私のボディーガード君
何とか落ち着いて、三田村君に肩を支えてもらって、椅子に座った。

「妃奈子さん、何があったんですか?」

椅子に座った私の前に三田村君がしゃがんで、私の視線より低い位置から優しく聞いてくれた。

「……手紙」

喉の奥から何とか言葉を絞り出した。
白い便箋は床に落ちていた。それを三田村君が拾い上げる。

「これは! 妃奈子さん、この手紙、いつ来たんですか?」
「さっき、ホテルの人が持って来た」

三田村君が手紙を持って部屋を出て行こうとする。

「待って。どこにも行かないで」

子どもみたいだけど、今は一人になりたくない。

「お願い。離れないで。怖くて堪らないの」

まだ指先が震えていた。

「その手紙を見て、子どもの頃の事を思い出したの。私、12歳の時、入院先の病院から誘拐されたの。その手紙、その時と同じ嫌な感じがして」

「『22年前の恨みを忘れない』」
三田村君が手紙の文面を読んだ。

「22年前って、妃奈子さん12歳ですよね。
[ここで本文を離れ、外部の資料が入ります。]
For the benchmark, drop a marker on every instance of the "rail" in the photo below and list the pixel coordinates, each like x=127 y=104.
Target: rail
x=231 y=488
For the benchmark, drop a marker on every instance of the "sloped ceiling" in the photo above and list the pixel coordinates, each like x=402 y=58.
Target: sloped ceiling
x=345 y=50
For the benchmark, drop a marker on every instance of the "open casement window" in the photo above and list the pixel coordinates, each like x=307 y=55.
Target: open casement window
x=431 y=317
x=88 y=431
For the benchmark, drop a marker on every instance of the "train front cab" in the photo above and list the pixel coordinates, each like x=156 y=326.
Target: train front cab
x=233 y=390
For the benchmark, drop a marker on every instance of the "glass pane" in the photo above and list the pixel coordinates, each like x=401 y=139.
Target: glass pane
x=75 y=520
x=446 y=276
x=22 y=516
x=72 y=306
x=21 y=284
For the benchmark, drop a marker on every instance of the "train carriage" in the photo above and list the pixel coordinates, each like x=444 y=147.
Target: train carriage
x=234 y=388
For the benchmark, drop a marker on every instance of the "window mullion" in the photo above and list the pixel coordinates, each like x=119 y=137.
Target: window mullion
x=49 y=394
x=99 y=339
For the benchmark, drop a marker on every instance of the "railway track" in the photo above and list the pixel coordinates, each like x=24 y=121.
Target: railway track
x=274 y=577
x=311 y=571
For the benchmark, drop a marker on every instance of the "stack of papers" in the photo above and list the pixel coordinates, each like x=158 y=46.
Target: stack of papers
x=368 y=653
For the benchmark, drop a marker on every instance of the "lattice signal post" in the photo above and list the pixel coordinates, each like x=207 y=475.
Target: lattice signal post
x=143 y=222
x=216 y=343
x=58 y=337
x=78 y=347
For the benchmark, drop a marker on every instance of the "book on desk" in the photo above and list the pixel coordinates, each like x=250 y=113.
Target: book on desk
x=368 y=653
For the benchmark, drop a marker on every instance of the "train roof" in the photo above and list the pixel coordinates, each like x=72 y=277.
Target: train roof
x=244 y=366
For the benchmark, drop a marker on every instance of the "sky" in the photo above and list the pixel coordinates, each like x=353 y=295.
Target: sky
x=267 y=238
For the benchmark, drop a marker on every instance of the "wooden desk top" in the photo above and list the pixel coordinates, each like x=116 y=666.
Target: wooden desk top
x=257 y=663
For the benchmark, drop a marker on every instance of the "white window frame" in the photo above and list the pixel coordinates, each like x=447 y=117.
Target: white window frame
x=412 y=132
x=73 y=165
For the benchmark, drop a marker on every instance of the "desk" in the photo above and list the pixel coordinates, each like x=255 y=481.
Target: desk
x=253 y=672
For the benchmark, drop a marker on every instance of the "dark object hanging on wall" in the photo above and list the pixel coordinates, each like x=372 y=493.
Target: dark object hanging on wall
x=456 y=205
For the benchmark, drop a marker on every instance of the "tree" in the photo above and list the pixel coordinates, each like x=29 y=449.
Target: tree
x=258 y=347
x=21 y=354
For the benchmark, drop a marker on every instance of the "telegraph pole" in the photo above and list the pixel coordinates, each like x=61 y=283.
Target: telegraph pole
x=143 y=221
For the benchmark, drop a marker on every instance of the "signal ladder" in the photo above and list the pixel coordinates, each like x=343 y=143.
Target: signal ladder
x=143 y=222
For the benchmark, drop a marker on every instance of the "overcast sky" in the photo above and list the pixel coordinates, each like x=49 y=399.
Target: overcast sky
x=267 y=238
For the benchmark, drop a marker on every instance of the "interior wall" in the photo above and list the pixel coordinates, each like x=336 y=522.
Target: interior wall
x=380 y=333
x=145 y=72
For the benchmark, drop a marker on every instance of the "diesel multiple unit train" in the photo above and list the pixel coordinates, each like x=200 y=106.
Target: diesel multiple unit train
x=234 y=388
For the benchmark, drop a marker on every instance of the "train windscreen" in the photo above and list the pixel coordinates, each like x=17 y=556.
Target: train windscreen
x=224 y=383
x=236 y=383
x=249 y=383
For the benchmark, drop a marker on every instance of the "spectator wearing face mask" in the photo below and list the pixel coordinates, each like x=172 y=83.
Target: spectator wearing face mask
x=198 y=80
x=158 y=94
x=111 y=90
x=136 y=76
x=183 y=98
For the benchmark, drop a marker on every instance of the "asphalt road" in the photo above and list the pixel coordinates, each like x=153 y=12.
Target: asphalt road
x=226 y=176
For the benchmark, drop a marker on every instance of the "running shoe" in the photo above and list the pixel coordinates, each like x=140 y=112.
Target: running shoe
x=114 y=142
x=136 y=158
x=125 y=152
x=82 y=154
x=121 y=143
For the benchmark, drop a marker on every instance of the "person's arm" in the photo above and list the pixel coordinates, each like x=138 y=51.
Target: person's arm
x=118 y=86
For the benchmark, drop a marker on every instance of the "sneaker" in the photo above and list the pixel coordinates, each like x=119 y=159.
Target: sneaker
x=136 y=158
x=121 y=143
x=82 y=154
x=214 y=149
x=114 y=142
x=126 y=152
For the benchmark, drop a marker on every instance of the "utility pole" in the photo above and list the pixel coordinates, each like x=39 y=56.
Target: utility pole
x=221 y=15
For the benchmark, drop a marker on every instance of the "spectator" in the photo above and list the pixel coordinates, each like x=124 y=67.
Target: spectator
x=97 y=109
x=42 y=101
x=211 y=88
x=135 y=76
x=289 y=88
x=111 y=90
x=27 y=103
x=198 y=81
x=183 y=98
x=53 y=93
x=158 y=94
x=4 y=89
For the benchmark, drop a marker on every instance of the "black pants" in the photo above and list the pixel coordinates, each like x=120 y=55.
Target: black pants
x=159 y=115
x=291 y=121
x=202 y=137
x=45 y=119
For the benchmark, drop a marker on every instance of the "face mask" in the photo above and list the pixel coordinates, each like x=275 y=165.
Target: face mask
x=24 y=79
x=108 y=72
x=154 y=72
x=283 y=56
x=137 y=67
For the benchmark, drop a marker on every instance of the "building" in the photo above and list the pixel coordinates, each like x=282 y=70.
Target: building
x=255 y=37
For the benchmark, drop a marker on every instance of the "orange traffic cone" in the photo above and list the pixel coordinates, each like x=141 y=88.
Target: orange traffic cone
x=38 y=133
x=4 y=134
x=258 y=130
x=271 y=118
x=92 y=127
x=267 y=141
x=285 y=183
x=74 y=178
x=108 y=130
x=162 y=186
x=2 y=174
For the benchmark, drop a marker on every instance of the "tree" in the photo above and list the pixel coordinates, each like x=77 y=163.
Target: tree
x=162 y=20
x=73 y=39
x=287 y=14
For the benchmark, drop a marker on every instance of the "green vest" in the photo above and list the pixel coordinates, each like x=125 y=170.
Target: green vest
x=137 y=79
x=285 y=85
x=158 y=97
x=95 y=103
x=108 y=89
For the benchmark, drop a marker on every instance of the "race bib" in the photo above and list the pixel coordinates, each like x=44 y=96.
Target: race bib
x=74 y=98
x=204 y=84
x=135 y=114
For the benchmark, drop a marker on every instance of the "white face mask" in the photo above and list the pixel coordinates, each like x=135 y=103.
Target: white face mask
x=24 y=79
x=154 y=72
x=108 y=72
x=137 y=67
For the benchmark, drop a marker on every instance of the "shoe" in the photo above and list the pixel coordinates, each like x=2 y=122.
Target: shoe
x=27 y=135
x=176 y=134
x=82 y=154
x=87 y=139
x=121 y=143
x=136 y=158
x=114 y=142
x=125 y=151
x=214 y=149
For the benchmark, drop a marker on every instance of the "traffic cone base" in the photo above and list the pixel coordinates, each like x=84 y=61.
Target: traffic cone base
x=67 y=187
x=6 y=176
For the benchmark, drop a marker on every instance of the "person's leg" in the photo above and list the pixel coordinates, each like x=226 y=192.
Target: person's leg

この手紙を送って来たやつは妃奈子さんを誘拐した犯人と関係があるのでは?」

「……わからない」

誘拐事件の事は考えたくない。

「誘拐犯はどうなったんですか?」

誘拐犯……。
考えようとしたら、背筋がゾクッとする。

「その話はやめて!」
思わず言葉が強くなる。

「妃奈子さん……」
黒い瞳が驚いたように丸くなる。

「ごめんなさい。精神的なショックが強くて、病院から連れ去られた後の事は覚えていないの。気づいたら病院のベッドで寝ていて、急に男の人が苦手になって……」

男性アレルギーが発症し始めたのは誘拐事件後からだった。

「すみません。話したくない事を聞いてしまって。妃奈子さん、ホテルを出ましょう」
「出てどこに行くの?」
「怖い柔道家がいる家です」

目が合うと三田村君がニコッと笑った。